I joined the opening plenary on ‘Spatial Data Science: Geographic Context Matters’. The key take-home message was that the geospatial aspect of data has the potential to link other, more disparate data types. Multiple disciplines could be connected by geospatial analysis. It was inspiring how this concept sounds very simple but is often overlooked. This indeed is a great tool to tackle systemic problems in the age of complexity. The analysis outcomes, for example spatial maps, are easy to understand for a wider audience group for a potentially stronger social impact.
I also got inspired by some other breakout sessions during the workshop. In addition to FAIR principles when handling data, I learned a new set of principles called CARE. The CARE Principles were drafted at IDW in 2018. The initial focus of the Principles were on Indigenous Data Governance, reflecting the significant role of data in advancing Indigenous innovation and self-determination. This complements the existing FAIR principles, which encourage open and other data movements to consider both people and purpose in their advocacy and pursuits.
Another topic that impressed me was about digitalization of historic publications and written records. The speaker emphasized that the digitalization process is not only for the publication, but also the knowledge from it. Instead of a separate publication, authors are encouraged to update their existing knowledge graph. Normally, when we want to see what the paper refers to, we check the citation one by one and follow the whole knowledge building process. However, this knowledge graph gives a visualized alternative to see the connections between historic publication and current papers. It would be much easier to catch the insights and relationship among the different studies around the same field or multiple disciplines.

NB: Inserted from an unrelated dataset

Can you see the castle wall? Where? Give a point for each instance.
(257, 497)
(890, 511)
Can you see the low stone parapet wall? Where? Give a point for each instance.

These concepts could really be incorporated into my current work in such a way that I will take the geospatial and ethnical aspects into consideration when dealing with data and storing data in the future. That would contribute to the community if we have something valuable. Instead of buying data from private companies, we aim to prioritise the use of open access data for our analysis. Everyone other than us can re-use them and replicate the study and move towards a better future.
Lastly, I would like to say something on how I feel as a remote delegate. I did not feel alone or zoom fatigue. I chose the sessions I was interested in. I interacted with them, although virtually on an online platform. The platform is easy to use and very informative. There is also a forum for job posting related to data stewardship and data management from all around the globe, which could be also very useful to some people.
I recommend anyone who is interested in/curious of/already working with data to join next year!